9fans - fans of the OS Plan 9 from Bell Labs
 help / color / mirror / Atom feed
* Re: [9fans] Re: Any significant gotchas?
@ 2000-07-12 14:43 jmk
  2000-07-12 14:55 ` Greg Hudson
  2000-07-12 16:36 ` John S. Dyson
  0 siblings, 2 replies; 10+ messages in thread
From: jmk @ 2000-07-12 14:43 UTC (permalink / raw)
  To: 9fans

Stephen C. Harris <sharris@sch1.NCTR.FDA.GOV> wrote:
	>I'm not saying this is the right system for plan9, I'm just noting that it has
	>apparently helped traditional UNIX in web-server performance a great deal.
	>
	>I'm sure Plan9 could do something cleaner.

Maybe Plan 9 can do this cleaner, maybe not, the trick is it is a very mutable
system that isn't UNIX and offers you the opportunity to look at things in a
different way.


^ permalink raw reply	[flat|nested] 10+ messages in thread

* Re: [9fans] Re: Any significant gotchas?
  2000-07-12 14:43 [9fans] Re: Any significant gotchas? jmk
@ 2000-07-12 14:55 ` Greg Hudson
  2000-07-14  9:20   ` Wesley Felter
  2000-07-12 16:36 ` John S. Dyson
  1 sibling, 1 reply; 10+ messages in thread
From: Greg Hudson @ 2000-07-12 14:55 UTC (permalink / raw)
  To: jmk; +Cc: 9fans

> Maybe Plan 9 can do this cleaner, maybe not, the trick is it is a
> very mutable system that isn't UNIX and offers you the opportunity
> to look at things in a different way.

Just to relay one such idea, I'm told Solaris has introduced a
/dev/poll in recent versions.  (Though it doesn't happen to be in
Solaris 7, the most recent version I have access to at the moment.)
The idea seems fairly straightforward and should scale quite well.

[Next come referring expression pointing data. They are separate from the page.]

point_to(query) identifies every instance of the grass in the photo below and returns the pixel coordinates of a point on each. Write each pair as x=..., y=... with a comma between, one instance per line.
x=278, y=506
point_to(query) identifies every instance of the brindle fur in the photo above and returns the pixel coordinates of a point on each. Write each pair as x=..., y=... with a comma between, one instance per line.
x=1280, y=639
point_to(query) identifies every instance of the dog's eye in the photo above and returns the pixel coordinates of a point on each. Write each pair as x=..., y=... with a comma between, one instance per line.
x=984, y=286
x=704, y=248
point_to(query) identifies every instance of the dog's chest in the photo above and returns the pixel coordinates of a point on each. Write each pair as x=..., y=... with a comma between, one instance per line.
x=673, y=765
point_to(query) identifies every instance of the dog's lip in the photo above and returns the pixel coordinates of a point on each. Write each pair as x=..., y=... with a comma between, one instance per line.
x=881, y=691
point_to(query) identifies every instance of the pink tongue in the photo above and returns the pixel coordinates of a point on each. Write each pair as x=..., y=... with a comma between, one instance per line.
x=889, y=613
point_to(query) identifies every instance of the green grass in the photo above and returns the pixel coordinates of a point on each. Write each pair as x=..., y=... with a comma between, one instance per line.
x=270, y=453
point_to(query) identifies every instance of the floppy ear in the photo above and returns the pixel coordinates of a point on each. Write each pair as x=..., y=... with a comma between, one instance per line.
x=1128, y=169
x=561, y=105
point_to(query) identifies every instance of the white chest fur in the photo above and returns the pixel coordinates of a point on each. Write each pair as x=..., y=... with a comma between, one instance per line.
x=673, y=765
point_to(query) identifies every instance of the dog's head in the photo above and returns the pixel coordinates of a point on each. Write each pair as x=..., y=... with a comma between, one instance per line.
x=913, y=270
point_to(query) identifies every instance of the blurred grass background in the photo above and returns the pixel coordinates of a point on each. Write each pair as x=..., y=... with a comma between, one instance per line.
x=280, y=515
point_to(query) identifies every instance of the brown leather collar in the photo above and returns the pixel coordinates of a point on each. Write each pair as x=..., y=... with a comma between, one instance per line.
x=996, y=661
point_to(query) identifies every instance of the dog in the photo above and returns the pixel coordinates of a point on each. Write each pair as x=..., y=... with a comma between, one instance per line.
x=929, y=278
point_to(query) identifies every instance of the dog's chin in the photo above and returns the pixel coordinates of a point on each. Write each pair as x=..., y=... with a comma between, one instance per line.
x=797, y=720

^ permalink raw reply	[flat|nested] 10+ messages in thread

* Re: [9fans] Re: Any significant gotchas?
  2000-07-12 14:43 [9fans] Re: Any significant gotchas? jmk
  2000-07-12 14:55 ` Greg Hudson
@ 2000-07-12 16:36 ` John S. Dyson
  1 sibling, 0 replies; 10+ messages in thread
From: John S. Dyson @ 2000-07-12 16:36 UTC (permalink / raw)
  To: 9fans

In article <200007121443.KAA25866@cse.psu.edu>,
	jmk@plan9.bell-labs.com writes:
> Stephen C. Harris <sharris@sch1.NCTR.FDA.GOV> wrote:
>	>I'm not saying this is the right system for plan9, I'm just noting that it has
>	>apparently helped traditional UNIX in web-server performance a great deal.
>	>
>	>I'm sure Plan9 could do something cleaner.
> 
> Maybe Plan 9 can do this cleaner, maybe not, the trick is it is a very mutable
> system that isn't UNIX and offers you the opportunity to look at things in a
> different way.
>
Good point.  That will certainly be part of my education.  If you'all notice
a rediculous position on my part, I'd appreciate a kindly correction!!!

John


^ permalink raw reply	[flat|nested] 10+ messages in thread

* Re: [9fans] Re: Any significant gotchas?
  2000-07-12 14:55 ` Greg Hudson
@ 2000-07-14  9:20   ` Wesley Felter
  2000-07-14 14:55     ` Douglas A. Gwyn
  0 siblings, 1 reply; 10+ messages in thread
From: Wesley Felter @ 2000-07-14  9:20 UTC (permalink / raw)
  To: 9fans

in article 200007121455.KAA01408@egyptian-gods.mit.edu, Greg Hudson at
ghudson@mit.edu wrote on 7/12/00 10:13 AM:

>> Maybe Plan 9 can do this cleaner, maybe not, the trick is it is a
>> very mutable system that isn't UNIX and offers you the opportunity
>> to look at things in a different way.
> 
> Just to relay one such idea, I'm told Solaris has introduced a
> /dev/poll in recent versions.  (Though it doesn't happen to be in
> Solaris 7, the most recent version I have access to at the moment.)
> The idea seems fairly straightforward and should scale quite well.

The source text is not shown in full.